Results: Parental diabetes (43.6% of parents) was associated with higher baseline HbA1c (P < 0.0001) and failure of youths to maintain glycemic control on study treatment (53.6% vs. 38.2% failure rate among those without a diabetic parent, P = 0.0002). Parental hypertension (40.6% of parents) was associated with hypertension in youth during TODAY (40.4% vs. 27.4% of youth with and without parental hypertension had hypertension, P = 0.0008) and with higher youth baseline BMI z scores (P = 0.0038). Parents had a mean baseline BMI of 33.6 kg/m(2). Parental obesity (BMI >30 kg/m(2)) was associated with higher baseline BMI z scores in the youth (P < 0.0001). Depressive symptoms in parents (20.6% of parents) were related to youth depressive symptoms at baseline only (P = 0.0430); subclinical BE in parents was related to the presence of subclinical BE (P = 0.0354) and depressive symptoms (P = 0.0326) in youth throughout the study period.

Conclusions: Parental diabetes and hypertension were associated with lack of glycemic control, hypertension, and higher BMI z scores in youth. Further research is needed to better understand and address parental biological and behavioral factors to improve youth health outcomes.

Trial registration: ClinicalTrials.gov NCT00081328.

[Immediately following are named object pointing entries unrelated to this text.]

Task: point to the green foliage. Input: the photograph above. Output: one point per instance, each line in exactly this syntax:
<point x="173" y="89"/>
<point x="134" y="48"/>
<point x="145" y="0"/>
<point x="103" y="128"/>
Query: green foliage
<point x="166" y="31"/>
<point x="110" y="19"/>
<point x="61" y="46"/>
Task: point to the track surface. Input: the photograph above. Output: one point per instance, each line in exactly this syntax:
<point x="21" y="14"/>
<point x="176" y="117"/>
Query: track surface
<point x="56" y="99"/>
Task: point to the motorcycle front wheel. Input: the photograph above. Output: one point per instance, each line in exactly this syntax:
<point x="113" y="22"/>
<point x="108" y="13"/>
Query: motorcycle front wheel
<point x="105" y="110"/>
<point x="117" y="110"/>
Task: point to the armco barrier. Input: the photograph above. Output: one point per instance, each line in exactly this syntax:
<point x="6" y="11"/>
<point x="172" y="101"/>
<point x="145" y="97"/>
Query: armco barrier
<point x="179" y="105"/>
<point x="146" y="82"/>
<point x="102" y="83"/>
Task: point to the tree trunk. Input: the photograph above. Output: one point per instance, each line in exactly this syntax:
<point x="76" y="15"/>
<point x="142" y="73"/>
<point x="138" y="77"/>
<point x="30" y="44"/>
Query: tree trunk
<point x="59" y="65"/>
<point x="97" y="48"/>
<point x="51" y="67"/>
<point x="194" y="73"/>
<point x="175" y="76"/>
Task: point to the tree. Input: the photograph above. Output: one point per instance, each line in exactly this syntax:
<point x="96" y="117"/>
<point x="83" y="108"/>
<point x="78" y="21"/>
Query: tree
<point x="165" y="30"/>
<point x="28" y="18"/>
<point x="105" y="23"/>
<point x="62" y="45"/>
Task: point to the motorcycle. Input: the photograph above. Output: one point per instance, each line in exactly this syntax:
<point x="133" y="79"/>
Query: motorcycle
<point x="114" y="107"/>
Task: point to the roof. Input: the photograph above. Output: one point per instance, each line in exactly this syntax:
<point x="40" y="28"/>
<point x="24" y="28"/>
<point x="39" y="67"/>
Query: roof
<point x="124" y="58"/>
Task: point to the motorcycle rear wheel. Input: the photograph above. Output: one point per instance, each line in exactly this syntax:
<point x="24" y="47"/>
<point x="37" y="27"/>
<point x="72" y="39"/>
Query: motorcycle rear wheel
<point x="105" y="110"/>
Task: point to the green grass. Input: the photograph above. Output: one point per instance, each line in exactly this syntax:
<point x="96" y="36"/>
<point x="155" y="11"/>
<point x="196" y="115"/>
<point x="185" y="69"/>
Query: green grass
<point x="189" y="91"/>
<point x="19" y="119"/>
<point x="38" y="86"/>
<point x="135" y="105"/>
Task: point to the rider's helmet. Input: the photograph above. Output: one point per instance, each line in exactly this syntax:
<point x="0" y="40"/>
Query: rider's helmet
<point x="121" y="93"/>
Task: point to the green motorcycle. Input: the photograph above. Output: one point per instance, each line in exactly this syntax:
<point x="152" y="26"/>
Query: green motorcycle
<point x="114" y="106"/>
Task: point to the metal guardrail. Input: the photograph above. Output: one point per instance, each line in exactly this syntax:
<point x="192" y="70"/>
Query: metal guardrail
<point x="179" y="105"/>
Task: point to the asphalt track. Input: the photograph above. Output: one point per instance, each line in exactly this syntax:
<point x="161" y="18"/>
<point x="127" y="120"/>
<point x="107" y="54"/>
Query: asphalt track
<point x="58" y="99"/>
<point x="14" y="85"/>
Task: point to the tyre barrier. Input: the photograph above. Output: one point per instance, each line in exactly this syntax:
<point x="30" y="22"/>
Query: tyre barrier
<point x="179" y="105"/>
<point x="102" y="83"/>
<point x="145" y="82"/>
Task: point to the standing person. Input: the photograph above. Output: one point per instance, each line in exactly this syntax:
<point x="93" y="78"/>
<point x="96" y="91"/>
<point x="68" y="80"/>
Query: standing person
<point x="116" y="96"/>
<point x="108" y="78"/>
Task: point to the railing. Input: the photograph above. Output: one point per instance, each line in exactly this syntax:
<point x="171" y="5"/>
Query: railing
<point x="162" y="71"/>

© 2015 by the American Diabetes Association. Readers may use this article as long as the work is properly cited, the use is educational and not for profit, and the work is not altered.

Figures

Figure 1
Figure 1
Survival curves to 48 months and log-rank test results based on data up to 6 years of follow-up. A: Freedom from glycemic failure in youth on assigned treatment by parental diabetes. At baseline, all TODAY youth were free of glycemic failure per study protocol. B: Hypertension in youth by parental hypertension. At baseline, youth were eligible if diagnosed with hypertension that was controlled by appropriate medication.